La revolución de Stalin también deparó cambios culturales y económicos fundamentales. La «revolución desde arriba» alteró la fisonomía de las ciudades soviéticas y las clases trabajadoras que las habitaban. Las localidades nuevas estaban formadas en buena medida por una primera generación de agricultores que trasladaron sus tradiciones rurales a las urbes y, con ellas, cambiaron la frágil cultura urbana que había existido durante los años veinte. También las mujeres se fueron incorporando cada vez más al mercado laboral urbano durante la década de 1930, de manera que pasaron de conformar el 20 por ciento a casi el 40 por ciento de la mano de obra urbana en una sola década, y en 1940 constituían dos tercios de la mano de obra en la industria ligera.
Al mismo tiempo, Stalin promovió un giro claramente conservador en todos los sectores culturales y sociales.
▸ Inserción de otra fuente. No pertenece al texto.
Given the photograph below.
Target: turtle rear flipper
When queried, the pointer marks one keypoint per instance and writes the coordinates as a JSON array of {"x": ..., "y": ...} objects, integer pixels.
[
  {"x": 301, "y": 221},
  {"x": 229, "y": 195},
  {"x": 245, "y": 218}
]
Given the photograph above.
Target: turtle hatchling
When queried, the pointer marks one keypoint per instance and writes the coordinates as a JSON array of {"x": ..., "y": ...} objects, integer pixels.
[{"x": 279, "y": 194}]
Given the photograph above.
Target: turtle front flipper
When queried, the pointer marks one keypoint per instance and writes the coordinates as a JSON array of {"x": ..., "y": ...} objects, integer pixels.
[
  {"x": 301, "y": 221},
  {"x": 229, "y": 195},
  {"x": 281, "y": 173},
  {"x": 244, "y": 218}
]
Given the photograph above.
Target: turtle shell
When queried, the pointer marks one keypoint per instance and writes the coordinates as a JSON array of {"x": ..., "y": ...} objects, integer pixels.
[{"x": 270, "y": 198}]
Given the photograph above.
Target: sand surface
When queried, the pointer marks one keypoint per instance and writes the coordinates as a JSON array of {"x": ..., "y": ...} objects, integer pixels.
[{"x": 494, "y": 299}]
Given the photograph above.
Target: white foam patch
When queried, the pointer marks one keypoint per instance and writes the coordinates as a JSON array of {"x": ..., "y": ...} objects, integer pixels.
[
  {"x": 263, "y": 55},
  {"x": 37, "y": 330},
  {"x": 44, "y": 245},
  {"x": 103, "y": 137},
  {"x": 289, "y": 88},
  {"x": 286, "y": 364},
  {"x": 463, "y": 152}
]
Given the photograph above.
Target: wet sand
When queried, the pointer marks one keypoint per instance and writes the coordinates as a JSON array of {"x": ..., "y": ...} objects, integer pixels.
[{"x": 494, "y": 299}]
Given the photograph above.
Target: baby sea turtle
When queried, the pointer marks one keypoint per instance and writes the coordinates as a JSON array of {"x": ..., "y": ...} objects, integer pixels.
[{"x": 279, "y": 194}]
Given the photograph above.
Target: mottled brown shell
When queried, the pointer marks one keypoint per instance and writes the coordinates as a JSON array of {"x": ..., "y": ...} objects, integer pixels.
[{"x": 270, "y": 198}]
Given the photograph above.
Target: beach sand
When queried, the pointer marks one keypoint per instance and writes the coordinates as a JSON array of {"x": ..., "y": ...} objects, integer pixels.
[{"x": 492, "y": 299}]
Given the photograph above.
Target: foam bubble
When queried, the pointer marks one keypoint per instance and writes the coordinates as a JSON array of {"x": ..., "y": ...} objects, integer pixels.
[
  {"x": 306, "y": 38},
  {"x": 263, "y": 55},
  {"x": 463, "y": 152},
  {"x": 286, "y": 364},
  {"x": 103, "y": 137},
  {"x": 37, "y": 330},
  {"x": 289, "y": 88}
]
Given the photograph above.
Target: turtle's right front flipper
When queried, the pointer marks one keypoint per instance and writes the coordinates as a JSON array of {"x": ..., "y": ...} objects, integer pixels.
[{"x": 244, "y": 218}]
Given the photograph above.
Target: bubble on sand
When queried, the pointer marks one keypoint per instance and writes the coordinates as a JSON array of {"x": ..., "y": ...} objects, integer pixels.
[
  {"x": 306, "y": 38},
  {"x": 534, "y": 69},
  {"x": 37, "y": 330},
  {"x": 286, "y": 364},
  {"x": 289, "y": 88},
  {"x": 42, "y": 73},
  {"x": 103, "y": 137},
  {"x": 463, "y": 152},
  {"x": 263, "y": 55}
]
En el arte, el modernismo radical de los años veinte quedó aplastado por el realismo socialista, una estética adormecedora que celebraba el giro hacia el socialismo y no dejaba ningún margen a la experimentación. La política familiar y la función de cada género experimentaron un retroceso similar. Los primeros activistas bolcheviques habían apoyado un intento utópico por reconstruir una de las estructuras básicas de la sociedad prerrevolucionaria (la familia) y por crear una estructura social proletaria realmente nueva. En la década de 1920, los bolcheviques legalizaron el divorcio, expulsaron a la Iglesia ortodoxa de las ceremonias matrimoniales y autorizaron el aborto. Stalin abandonó aquellas ideas comunistas sobre la familia y favoreció los esfuerzos para afianzar los lazos familiares tradicionales: el divorcio se tornó más difícil, el aborto se ilegalizó en 1936 salvo en casos de riesgo para la vida de la madre, y la homosexualidad se declaró un delito. Los subsidios y el apoyo estatal a las madres, que por entonces eran progresivos, no lograron cambiar la realidad de que las mujeres soviéticas se vieran cada vez más abocadas a soportar la doble carga de la familia y el trabajo remunerado para sostener la versión estalinista de la sociedad soviética. Todos los ámbitos de la política cultural y social soviéticas experimentaron recesiones similares.
EL GRAN TERROR
El culmen de la represión estalinista llegó con el «Gran Terror» de 1937-1938, el cual dejó casi un millón de muertos y hasta un millón y medio más de personas en campos de trabajos forzados. Cuando Stalin consolidó su dictadura personal sobre el país, eliminó enemigos (reales e imaginarios) junto a individuos y grupos que él consideraba superfluos para la nueva sociedad soviética. Como se ha visto, la represión fue esencial para el sistema estalinista desde comienzos de la década de 1930, pero los años 1937 y 1938 conllevaron un cambio cualitativo y cuantitativo, un torbellino de represión generalizada a una escala sin precedentes.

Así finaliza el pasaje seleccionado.